Numbers on my system
Maybe of little interest now, since it turns out that Qt 4.5 will have a faster implementation yet, but I ran the benchmark and thought you might be interested in seeing the numbers. Of course then I had to wait for my account to clear before I could post a comment
The numbers are at:
http://pastebin.com/m40bd6a5a (MacOS X, Macbook Pro Core 2 Duo)
Cool that you are providing
Cool that you are providing these benchmarks, we're always looking for points of improvement in the Qt graphics system.
For 4.5 we are investigating several performance areas and this case is already covered. At least on my local build of Qt 4.5 optimization branch, the fractal filling runs slower than a plain fillRect() or drawTiledPixmap when done on a QImage.
Also, I noticed that you are using RGB16 as the format. Which format you use usually have a lot to say. For instance the ARGB32_Premultiplied format is highly optimized and runs fillRect() roughly twice as fast, because of MMX and SSE, at least on x86.
Formats
Yes, I ran it on ARGB32_Premultiplied and the fractal fill is still faster. I'm glad to hear that your local branch of Qt 4.5 optimization is even faster still. That's awesome! Do you have any idea when this will hit the snapshots?
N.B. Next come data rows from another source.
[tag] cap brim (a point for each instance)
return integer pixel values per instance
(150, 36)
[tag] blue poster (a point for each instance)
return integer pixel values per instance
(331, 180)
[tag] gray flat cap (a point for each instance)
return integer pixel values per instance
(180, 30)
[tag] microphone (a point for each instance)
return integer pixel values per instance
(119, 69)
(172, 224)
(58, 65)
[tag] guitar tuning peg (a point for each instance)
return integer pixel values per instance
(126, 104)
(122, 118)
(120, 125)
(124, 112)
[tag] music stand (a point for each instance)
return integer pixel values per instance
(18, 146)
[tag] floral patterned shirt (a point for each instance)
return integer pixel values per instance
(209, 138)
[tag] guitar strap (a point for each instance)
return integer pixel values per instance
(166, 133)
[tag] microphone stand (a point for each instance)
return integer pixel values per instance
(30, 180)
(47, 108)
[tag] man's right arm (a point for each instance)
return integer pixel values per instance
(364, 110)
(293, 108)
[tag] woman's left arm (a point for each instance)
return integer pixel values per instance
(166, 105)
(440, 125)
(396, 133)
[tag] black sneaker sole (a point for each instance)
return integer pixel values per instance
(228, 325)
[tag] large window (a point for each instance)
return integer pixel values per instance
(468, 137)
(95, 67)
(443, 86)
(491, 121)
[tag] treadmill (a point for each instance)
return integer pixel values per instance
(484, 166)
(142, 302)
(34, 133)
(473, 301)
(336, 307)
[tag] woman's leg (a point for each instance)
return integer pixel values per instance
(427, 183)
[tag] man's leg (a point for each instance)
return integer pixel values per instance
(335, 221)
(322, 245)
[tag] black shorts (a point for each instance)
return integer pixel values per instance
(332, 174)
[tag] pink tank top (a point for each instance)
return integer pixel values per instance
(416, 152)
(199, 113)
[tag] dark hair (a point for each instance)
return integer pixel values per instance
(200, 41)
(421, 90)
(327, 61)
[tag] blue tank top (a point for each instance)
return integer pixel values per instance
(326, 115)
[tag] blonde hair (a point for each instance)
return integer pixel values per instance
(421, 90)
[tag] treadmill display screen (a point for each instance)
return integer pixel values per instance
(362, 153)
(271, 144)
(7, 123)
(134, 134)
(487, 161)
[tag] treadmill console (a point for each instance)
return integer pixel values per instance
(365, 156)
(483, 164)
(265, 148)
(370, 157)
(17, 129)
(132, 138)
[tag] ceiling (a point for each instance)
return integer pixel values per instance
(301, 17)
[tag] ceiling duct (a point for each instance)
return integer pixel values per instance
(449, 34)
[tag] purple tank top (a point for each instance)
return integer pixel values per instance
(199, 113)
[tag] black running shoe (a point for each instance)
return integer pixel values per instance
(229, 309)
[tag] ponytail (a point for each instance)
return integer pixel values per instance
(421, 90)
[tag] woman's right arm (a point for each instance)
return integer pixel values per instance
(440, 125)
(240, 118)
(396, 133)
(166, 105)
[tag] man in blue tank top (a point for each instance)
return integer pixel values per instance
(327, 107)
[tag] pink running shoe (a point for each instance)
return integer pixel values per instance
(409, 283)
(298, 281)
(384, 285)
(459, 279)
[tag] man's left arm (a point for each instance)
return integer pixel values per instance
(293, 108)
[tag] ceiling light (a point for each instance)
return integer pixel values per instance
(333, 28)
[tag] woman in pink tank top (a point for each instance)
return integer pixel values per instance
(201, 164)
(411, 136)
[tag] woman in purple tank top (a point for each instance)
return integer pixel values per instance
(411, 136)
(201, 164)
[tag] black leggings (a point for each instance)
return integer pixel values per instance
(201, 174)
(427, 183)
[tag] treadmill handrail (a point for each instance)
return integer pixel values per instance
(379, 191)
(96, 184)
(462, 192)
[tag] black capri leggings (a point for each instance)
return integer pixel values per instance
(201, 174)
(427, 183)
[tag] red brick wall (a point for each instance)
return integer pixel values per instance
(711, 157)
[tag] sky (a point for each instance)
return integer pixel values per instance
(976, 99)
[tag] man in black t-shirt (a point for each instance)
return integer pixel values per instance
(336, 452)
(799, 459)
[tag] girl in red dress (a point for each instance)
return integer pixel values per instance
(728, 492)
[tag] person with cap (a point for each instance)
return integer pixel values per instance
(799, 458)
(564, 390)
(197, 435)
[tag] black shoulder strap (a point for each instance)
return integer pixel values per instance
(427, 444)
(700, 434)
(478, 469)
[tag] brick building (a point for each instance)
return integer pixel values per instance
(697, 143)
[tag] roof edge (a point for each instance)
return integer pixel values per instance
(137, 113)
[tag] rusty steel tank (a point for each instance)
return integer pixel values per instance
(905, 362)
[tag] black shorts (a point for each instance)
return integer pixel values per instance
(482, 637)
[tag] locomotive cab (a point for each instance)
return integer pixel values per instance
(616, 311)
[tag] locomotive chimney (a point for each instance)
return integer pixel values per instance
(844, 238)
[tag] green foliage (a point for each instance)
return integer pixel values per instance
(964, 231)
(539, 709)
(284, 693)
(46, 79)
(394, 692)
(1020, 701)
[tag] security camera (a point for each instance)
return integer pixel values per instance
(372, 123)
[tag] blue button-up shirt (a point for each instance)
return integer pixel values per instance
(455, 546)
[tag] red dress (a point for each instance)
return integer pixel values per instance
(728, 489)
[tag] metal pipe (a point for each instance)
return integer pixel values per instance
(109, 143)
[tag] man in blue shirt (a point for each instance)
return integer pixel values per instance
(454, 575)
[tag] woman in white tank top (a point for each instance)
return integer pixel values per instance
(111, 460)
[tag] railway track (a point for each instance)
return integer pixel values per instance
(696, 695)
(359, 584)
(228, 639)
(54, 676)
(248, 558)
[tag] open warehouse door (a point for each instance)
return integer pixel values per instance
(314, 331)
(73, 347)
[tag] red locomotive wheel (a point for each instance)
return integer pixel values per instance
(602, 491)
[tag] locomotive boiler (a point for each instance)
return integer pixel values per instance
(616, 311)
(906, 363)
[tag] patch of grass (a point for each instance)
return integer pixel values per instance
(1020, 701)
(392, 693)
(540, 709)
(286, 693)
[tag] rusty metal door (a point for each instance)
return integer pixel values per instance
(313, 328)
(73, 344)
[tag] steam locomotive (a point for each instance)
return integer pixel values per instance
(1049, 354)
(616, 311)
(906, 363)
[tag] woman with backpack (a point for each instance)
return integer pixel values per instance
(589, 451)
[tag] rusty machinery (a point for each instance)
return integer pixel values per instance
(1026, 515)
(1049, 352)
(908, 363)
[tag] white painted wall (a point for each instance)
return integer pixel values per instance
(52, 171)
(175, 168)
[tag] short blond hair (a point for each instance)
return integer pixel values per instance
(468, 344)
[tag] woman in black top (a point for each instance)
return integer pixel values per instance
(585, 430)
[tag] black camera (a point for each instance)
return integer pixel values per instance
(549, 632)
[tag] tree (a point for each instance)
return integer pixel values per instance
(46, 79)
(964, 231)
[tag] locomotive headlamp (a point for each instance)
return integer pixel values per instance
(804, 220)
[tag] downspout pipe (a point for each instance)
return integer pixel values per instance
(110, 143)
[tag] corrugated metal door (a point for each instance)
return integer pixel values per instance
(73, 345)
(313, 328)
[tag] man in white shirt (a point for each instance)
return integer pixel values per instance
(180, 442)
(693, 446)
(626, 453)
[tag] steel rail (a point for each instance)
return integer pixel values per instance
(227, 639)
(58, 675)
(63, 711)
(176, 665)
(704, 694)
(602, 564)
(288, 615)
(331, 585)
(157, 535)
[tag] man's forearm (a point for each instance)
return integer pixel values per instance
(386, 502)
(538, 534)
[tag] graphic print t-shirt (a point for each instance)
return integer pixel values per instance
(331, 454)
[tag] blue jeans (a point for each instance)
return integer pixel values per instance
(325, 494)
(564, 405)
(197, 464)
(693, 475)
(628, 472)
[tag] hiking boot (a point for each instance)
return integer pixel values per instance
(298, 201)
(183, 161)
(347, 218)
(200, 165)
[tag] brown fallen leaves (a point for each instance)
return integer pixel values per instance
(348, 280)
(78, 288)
Also, are you planning on introducing drawTiledImage? As no matter if it is faster, it is just plain wrong to convert a QImage to a QPixmap for tiling purposes especially when the canvas device you are drawing to is QImage.
When playing with KDE4 I
When playing with KDE4 I noticed a massive CPU usage when simply hovering over listviews (not sure what exact class that is), for instance the plugin lists in KRunner config or KWin effects config, also the process list in the process manager (accessible via KRunner). Simply hovering over the lists elements makes my CPU (Pentium M 1,4GHz) go up to 80-90% (half Xorg and half application). Could this be the same cause?
What???
What???
You talked about inefficient
bug
Did you file a bug at Qt's bugtracker? I suppose it isn't possible to add a patch over there. Maybe something Nokia should think about adding, after all, opening up is good, right?